Jody Wisternoff explains his multi-DAW setup and production process on Nightwhisper

The long-standing Anjunadeep artist on why modern music production is in its golden era and how he weaves his mesmerising dance tunes.

Bristol’s electronic music veteran, Jody Wisternoff, has been on the scene since the late 80s as part of Tru Funk, before finding success as Way Out West with Nick Warren. Since then, he’s become a household name for followers of UK record label, Anjunadeep, with residencies at Lakota and DJ sets far-flung around the globe. Wisternoff made massive progress in the 2010s with Anjunadeep and his latest album Nightwhisper shows he’s ready to get heads bopping in the 2020s, too. Nightwhisper is Wisternoff’s reflection on life, from the playfulness of youth through to our last moments. We catch up with the dance music legend to find out how he crafts his deep, ethereal productions and which of his tools help him achieve the vision.

The inspiration for Nightwhisper is quite touching. What did you intentionally do to represent youthfulness and the journey of life in the album?

Being a DJ keeps you in the youthful zone, in touch with the younger generation and defends you from submitting to middle age!
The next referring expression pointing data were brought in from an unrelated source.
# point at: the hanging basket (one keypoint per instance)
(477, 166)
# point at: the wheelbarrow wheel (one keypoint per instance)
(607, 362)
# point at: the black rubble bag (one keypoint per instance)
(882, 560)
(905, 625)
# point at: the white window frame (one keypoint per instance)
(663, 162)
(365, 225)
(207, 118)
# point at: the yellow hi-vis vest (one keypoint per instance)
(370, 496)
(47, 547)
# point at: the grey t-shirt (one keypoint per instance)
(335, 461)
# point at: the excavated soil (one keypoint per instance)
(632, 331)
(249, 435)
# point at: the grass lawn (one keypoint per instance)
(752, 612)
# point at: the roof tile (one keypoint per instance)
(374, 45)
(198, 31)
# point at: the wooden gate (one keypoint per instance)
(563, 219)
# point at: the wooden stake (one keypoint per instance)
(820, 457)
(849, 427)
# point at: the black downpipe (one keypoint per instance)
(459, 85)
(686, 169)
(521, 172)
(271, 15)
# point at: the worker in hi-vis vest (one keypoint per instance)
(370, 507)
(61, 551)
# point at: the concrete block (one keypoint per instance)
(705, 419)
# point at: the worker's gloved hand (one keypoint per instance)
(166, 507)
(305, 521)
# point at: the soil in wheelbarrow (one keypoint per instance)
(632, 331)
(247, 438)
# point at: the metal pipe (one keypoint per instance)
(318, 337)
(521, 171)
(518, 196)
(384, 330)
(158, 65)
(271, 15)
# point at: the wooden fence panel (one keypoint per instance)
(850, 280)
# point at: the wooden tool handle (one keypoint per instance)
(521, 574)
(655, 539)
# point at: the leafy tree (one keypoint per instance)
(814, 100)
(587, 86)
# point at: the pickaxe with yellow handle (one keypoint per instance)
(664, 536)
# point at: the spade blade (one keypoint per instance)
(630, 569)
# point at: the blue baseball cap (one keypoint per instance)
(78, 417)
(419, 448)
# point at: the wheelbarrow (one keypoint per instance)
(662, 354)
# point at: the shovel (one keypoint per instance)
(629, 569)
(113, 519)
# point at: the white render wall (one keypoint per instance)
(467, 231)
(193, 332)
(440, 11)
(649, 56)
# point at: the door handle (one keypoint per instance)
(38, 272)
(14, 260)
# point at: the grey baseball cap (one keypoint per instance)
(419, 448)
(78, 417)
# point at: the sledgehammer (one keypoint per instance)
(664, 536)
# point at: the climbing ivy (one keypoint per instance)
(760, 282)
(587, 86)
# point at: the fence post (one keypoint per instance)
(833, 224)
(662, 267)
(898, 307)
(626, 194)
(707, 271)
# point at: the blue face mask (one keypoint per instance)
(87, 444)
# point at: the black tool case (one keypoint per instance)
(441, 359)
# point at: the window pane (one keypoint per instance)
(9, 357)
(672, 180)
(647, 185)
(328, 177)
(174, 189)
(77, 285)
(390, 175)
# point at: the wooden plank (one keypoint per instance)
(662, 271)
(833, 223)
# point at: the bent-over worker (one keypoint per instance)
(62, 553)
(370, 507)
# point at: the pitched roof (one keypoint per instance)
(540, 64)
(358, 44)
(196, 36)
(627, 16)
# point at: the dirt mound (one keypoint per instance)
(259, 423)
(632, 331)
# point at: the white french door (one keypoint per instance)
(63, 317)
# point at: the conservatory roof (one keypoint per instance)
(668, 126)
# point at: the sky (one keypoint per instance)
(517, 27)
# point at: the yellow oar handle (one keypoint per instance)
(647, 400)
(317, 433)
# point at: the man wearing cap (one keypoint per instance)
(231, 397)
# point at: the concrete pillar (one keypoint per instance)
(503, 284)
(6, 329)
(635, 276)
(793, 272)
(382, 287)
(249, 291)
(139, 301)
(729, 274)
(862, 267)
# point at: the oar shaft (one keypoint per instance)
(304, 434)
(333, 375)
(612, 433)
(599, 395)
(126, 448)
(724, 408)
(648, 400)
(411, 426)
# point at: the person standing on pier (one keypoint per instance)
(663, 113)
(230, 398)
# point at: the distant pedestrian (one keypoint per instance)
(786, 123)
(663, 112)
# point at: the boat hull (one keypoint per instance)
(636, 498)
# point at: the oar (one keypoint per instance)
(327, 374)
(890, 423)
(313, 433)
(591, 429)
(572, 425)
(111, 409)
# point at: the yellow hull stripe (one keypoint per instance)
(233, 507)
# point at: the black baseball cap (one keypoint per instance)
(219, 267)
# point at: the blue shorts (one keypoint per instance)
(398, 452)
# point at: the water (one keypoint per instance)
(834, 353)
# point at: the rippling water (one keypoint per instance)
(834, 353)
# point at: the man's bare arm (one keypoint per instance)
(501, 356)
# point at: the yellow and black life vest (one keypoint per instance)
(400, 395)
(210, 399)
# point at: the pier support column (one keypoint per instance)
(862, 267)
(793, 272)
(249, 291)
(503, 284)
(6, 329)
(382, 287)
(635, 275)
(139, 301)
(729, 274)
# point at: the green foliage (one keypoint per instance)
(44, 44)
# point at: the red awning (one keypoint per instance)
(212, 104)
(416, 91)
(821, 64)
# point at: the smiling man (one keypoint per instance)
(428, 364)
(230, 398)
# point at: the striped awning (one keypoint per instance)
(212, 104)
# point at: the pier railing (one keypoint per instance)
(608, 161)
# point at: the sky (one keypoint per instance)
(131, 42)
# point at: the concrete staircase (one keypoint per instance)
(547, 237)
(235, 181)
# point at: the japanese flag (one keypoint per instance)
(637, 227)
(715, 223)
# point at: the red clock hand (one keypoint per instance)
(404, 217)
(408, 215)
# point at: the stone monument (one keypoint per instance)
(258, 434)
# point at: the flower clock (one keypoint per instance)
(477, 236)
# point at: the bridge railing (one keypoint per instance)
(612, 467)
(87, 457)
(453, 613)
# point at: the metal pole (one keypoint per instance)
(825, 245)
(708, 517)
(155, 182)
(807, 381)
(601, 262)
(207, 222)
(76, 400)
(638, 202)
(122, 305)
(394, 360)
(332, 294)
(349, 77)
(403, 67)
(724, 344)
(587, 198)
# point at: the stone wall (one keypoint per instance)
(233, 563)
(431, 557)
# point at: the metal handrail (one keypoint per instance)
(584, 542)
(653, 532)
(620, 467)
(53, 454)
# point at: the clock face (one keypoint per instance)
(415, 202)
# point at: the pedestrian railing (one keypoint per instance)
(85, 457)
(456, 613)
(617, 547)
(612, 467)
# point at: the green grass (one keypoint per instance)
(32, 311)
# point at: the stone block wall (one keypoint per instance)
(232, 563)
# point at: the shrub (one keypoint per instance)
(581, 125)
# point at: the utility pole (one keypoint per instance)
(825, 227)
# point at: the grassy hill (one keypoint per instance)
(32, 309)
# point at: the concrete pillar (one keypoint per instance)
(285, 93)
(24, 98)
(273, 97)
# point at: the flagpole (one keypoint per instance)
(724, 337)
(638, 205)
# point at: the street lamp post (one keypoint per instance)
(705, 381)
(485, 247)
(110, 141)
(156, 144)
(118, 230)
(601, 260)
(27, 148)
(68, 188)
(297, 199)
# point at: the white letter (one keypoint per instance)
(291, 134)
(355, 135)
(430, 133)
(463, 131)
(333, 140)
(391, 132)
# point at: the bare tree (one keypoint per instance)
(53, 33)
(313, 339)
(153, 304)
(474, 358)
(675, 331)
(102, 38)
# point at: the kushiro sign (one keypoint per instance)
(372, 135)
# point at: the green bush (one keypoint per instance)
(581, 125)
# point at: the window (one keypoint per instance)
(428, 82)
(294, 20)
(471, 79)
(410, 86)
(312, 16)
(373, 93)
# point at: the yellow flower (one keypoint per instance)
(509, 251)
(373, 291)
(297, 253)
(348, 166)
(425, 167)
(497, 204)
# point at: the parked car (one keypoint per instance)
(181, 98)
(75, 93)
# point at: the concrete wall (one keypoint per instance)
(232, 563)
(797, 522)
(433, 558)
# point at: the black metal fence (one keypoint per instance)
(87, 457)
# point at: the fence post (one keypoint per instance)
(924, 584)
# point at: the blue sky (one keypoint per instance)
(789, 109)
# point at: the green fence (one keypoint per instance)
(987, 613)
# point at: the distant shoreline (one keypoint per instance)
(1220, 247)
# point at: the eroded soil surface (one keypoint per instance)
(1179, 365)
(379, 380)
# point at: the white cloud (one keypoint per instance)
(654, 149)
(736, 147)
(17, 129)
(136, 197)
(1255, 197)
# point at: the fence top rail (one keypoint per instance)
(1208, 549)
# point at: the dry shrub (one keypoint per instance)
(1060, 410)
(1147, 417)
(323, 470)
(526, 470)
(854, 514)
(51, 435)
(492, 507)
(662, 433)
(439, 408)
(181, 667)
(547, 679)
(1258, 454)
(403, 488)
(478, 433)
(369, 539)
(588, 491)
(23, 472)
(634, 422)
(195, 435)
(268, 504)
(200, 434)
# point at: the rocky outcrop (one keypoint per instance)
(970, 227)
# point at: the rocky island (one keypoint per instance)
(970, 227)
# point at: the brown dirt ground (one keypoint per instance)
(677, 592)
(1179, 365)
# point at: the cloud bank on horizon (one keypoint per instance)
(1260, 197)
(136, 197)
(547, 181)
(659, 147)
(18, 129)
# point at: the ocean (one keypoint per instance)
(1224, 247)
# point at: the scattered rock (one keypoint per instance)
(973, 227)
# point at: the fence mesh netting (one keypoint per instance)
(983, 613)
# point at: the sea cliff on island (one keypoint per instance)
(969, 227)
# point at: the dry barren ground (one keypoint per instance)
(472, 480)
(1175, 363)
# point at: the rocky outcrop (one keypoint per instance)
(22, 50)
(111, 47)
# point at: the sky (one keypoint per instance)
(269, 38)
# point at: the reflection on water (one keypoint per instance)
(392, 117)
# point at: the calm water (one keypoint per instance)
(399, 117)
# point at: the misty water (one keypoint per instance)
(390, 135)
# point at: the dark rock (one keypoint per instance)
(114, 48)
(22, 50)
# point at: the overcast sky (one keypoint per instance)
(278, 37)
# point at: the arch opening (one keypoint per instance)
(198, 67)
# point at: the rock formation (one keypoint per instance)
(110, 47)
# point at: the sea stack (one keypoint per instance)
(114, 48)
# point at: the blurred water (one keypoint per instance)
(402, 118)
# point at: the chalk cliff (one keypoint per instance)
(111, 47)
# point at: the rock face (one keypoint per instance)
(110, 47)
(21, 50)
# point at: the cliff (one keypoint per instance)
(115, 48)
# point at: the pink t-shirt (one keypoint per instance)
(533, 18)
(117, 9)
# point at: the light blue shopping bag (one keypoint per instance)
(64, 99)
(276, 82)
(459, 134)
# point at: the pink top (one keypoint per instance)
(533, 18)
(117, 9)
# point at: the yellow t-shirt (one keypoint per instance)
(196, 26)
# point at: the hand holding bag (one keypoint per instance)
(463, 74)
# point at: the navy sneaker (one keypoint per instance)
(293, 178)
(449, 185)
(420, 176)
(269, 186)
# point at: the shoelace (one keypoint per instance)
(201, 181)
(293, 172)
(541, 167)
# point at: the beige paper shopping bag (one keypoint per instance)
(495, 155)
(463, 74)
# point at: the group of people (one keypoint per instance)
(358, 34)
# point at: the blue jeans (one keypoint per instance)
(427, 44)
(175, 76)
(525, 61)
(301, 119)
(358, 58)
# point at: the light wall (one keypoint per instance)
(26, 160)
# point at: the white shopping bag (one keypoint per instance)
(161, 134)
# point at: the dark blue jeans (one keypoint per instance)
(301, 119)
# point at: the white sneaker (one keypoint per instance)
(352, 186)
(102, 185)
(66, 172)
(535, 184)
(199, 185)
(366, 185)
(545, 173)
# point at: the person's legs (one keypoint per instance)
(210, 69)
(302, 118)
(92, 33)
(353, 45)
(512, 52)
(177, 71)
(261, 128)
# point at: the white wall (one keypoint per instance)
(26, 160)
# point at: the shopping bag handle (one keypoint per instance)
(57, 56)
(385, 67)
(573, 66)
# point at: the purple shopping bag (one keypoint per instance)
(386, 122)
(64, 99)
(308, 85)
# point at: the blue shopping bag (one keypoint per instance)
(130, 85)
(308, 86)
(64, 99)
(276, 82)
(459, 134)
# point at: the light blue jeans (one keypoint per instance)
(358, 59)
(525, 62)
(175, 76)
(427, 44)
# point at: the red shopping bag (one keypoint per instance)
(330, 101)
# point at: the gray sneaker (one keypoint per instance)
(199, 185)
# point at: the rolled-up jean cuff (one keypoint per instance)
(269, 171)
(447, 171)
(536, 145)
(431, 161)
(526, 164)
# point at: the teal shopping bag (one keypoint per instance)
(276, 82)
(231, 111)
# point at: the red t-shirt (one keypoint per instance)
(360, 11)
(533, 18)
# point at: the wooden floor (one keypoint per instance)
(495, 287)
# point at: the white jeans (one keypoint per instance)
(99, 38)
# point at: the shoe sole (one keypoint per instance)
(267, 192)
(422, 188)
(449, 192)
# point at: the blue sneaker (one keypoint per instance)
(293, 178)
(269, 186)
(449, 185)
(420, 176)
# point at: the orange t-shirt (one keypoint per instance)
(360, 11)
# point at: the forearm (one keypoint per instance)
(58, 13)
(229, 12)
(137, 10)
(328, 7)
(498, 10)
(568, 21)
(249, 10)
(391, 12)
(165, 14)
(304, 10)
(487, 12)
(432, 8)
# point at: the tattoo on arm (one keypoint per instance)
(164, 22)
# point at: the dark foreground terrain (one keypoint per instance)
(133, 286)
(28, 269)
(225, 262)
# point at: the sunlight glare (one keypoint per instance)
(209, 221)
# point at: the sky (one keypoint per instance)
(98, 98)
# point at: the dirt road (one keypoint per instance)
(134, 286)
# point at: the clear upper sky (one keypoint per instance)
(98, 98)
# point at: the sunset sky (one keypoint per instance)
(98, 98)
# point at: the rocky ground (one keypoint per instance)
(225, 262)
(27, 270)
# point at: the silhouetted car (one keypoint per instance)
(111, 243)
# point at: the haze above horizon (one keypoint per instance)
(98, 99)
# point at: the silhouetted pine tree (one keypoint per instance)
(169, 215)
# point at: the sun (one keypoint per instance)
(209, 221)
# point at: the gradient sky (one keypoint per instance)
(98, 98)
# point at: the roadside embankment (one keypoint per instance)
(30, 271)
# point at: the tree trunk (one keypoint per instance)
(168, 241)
Having kids and doing all that stuff takes it back even further. Witnessing the decline and death of your dad in a short space of time definitely opens your eyes to the journey – and final destination – we are all on, so any music I made during this time naturally represented how I interpreted and processed these feelings.

Eight years have passed since Trails We Blaze. Is there anything different in the way you approach music now compared to the early 2010s?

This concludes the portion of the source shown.